Gotta say great work so far, looking forward to seeing the finished car in October.

Robbie (Forum Supporter)
Robbie (Forum Supporter) GRM+ Memberand MegaDork
4/15/20 8:08 a.m.

In reply to Fladiver64 (Forum Supporter) :

Thanks! I can't quite do that as the rear bars are next to the engine not above. But I do have a plan to come up from them at an angle. I have to be careful sinceweldijg something in that area could make it hard or impossible to remove the engine as a unit. So the rear fuel tank mount will have to be bolted in.

154 hours now.

I took apart the fuel pump assembly to just do a last quick gut check to see if I really wanted to use the big tank. I do think that I could easily just plop this pump into the small tank and extend the lines and wires a bit. I'm still not going that route right now, but I'm glad I took the pump apart.

The ring terminal for the level sender was broken, so I fixed that.
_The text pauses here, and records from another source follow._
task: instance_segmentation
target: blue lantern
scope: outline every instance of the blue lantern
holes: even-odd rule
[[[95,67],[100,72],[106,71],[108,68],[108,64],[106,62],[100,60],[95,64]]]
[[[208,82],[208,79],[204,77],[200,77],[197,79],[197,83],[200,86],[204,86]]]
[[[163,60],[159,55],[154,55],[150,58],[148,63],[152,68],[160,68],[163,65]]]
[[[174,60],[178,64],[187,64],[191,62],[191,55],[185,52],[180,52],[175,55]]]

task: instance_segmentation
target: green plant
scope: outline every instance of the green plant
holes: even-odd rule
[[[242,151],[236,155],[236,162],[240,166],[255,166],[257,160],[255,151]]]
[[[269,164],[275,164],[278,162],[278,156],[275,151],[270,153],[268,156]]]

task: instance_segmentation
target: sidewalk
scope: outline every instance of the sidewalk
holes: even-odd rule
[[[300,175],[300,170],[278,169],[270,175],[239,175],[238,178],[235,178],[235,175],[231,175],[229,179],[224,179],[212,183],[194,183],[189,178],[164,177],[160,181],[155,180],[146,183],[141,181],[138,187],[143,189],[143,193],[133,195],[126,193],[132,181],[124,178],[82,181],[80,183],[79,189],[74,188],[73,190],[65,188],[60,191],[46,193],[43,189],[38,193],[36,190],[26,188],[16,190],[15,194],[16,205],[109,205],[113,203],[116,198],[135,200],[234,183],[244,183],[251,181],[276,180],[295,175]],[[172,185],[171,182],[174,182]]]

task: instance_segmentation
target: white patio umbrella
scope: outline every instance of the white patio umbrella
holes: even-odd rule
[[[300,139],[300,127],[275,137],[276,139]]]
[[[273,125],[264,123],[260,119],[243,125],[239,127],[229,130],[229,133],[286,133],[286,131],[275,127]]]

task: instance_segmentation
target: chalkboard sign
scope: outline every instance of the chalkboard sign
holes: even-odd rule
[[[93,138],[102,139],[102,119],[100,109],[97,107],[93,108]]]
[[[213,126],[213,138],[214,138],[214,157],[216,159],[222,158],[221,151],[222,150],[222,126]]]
Also, the pump does pull from the bottom of this bell. There is a sock down there and everything. And there was a bit of junk I'm glad I cleaned out.

Robbie (Forum Supporter)
Robbie (Forum Supporter) GRM+ Memberand MegaDork
4/16/20 3:31 p.m.

155 hours, and 550 posts!

Today I'm still being romanced by the idea of using the small tank. It just fits better, and is 10lbs lighter (25 lbs lighter if both are full of gas). I could do it without cutting any holes in the aluminum tank. Basically just drop the pump into the aluminum tank, trim the foam inside to hold the pump in position, run a new vinyl fuel line from the quick connect on the pump inside the tank out through on of the AN fitting holes and up to the fuel rail. Could extend wires out the same AN hole and plug the rest with a silicone or epoxy or similar.